I have discussed, today, what I consider the abuse of shareholders by directors in their own self interests. In the process I mentioned the duty of directors as specified by the Companies Act 2006. For completeness I will share them:

A director of a company must act in the way he considers, in good faith, would be most likely to promote the success of the company for the benefit of its members as a whole, and in doing so have regard (amongst other matters) to–

(a)the likely consequences of any decision in the long term,

(b)the interests of the company's employees,

(c)the need to foster the company's business relationships with suppliers, customers and others,

(d)the impact of the company's operations on the community and the environment,

(e)the desirability of the company maintaining a reputation for high standards of business conduct, and

(f)the need to act fairly as between members of the company.

The conditions of paras (a) to (f) are important (and should be ranked equally with the membership, in my opinion), but let me look for a moment at the opening paragraph. What I want to emphasise is that this opening statement can be read as if complete in itself if cut off like this:

A director of a company must act in the way he considers, in good faith, would be most likely to promote the success of the company

The reality is that, in my opinion, all that then follows, including references to the benefit of members, must be seen as qualifications on how this short statement I have just extracted can be clarified to make sure it is effective in practice.

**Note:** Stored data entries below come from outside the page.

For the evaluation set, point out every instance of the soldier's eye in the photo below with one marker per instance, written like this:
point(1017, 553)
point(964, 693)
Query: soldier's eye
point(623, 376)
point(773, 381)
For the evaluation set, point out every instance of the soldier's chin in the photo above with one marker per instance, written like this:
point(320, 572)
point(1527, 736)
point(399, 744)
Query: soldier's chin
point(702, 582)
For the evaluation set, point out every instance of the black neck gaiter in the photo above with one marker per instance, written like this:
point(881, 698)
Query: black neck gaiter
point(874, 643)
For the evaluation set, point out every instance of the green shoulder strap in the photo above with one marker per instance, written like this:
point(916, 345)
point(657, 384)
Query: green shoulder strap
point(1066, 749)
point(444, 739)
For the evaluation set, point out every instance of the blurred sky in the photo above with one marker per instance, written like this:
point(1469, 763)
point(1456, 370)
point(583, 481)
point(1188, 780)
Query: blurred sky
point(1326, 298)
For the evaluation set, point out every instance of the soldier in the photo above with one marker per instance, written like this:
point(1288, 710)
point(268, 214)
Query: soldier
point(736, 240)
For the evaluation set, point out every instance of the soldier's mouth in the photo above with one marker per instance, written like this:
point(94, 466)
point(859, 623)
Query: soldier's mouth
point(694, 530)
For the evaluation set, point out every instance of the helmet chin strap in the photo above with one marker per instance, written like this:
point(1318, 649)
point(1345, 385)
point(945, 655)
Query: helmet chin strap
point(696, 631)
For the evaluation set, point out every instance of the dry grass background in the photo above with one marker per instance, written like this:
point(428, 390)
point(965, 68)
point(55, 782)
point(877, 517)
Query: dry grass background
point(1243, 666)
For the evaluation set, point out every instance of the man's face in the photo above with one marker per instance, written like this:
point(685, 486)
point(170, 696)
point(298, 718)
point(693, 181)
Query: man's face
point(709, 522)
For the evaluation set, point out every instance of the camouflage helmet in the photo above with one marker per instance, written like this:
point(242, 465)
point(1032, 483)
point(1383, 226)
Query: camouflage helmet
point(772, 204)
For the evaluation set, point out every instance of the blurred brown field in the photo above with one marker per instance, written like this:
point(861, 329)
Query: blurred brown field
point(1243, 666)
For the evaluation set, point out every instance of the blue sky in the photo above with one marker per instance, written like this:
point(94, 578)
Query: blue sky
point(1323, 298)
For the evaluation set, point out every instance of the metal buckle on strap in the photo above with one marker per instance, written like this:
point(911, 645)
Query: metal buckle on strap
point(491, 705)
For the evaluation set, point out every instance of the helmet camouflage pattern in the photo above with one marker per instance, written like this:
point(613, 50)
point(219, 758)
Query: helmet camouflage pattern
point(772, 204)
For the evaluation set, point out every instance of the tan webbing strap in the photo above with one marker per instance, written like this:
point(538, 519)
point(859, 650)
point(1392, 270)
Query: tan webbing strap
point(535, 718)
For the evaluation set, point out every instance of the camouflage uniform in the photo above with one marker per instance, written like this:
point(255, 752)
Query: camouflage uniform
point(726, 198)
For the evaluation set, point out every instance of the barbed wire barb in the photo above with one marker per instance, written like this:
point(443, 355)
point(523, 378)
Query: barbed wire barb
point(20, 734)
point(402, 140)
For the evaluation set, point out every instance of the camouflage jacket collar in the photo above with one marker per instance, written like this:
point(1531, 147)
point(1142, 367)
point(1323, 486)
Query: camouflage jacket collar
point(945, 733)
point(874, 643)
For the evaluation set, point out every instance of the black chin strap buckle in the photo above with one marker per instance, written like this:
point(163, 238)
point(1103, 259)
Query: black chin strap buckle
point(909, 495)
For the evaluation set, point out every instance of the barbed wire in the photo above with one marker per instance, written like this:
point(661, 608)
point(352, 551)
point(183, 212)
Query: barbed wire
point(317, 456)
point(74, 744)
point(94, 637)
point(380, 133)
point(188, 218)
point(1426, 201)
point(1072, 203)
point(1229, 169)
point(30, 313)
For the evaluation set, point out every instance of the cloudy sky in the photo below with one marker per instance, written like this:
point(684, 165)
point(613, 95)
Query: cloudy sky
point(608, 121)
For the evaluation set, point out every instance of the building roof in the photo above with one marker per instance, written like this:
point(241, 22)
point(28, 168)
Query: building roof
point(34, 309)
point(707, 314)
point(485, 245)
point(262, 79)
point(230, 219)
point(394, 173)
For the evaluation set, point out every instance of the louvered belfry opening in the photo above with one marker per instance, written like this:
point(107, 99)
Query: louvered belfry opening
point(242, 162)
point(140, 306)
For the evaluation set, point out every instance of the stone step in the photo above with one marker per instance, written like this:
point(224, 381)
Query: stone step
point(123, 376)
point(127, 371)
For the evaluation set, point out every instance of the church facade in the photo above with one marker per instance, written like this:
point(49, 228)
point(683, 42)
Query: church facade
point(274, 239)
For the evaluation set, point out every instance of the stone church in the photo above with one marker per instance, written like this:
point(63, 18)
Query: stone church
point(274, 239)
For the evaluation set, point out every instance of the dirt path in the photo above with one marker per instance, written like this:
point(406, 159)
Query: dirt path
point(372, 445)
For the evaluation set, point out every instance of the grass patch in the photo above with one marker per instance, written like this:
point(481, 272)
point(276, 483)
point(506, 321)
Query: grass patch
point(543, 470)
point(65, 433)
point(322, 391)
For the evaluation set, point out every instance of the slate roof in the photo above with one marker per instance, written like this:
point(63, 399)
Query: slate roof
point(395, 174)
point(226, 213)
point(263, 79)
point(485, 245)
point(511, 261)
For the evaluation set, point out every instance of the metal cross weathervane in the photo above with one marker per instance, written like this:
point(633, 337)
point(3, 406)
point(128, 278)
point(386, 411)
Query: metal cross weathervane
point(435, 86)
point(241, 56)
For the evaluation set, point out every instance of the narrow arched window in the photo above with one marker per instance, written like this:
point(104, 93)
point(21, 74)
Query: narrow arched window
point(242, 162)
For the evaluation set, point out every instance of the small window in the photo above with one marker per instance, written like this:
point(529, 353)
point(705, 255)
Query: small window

I make the point because what this says is that the corporation is not, of itself, an immoral structure, just as tax is not, as I have already argued in itself capable of such judgement until put into practice. The very clear duty of a director is to run that organisation to the best of their ability. That's it. Nothing more, or less.

So the question to be asked is whether tax avoidance could ever in that case reflect action taken in good faith likely to promote the best interests of the company. I agree with David Quentin that this can actually be reduced to a question that does not even need involve moral language: it simply needs to be asked whether or not the act of avoiding tax is anti-social in that it imposes cost on others or not, and since it does the question is answered that such practice can never in that case be consistent with acting in good faith.

Shall we end the debate there? I doubt there is anything else to add. Whether or not the business is owned by shareholders, the state, or is a co-op the answer is the same: good management always requires the same thing of directors on this and many issues. It is the current cohort of corporate directors that lead the UK's largest companies that have got this matter seriously wrong. And if they cannot get it right the time has come to replace them, by nationalising companies where the public interest is threatened by their lack of good faith that might compromise the public if no other way is eventually possible.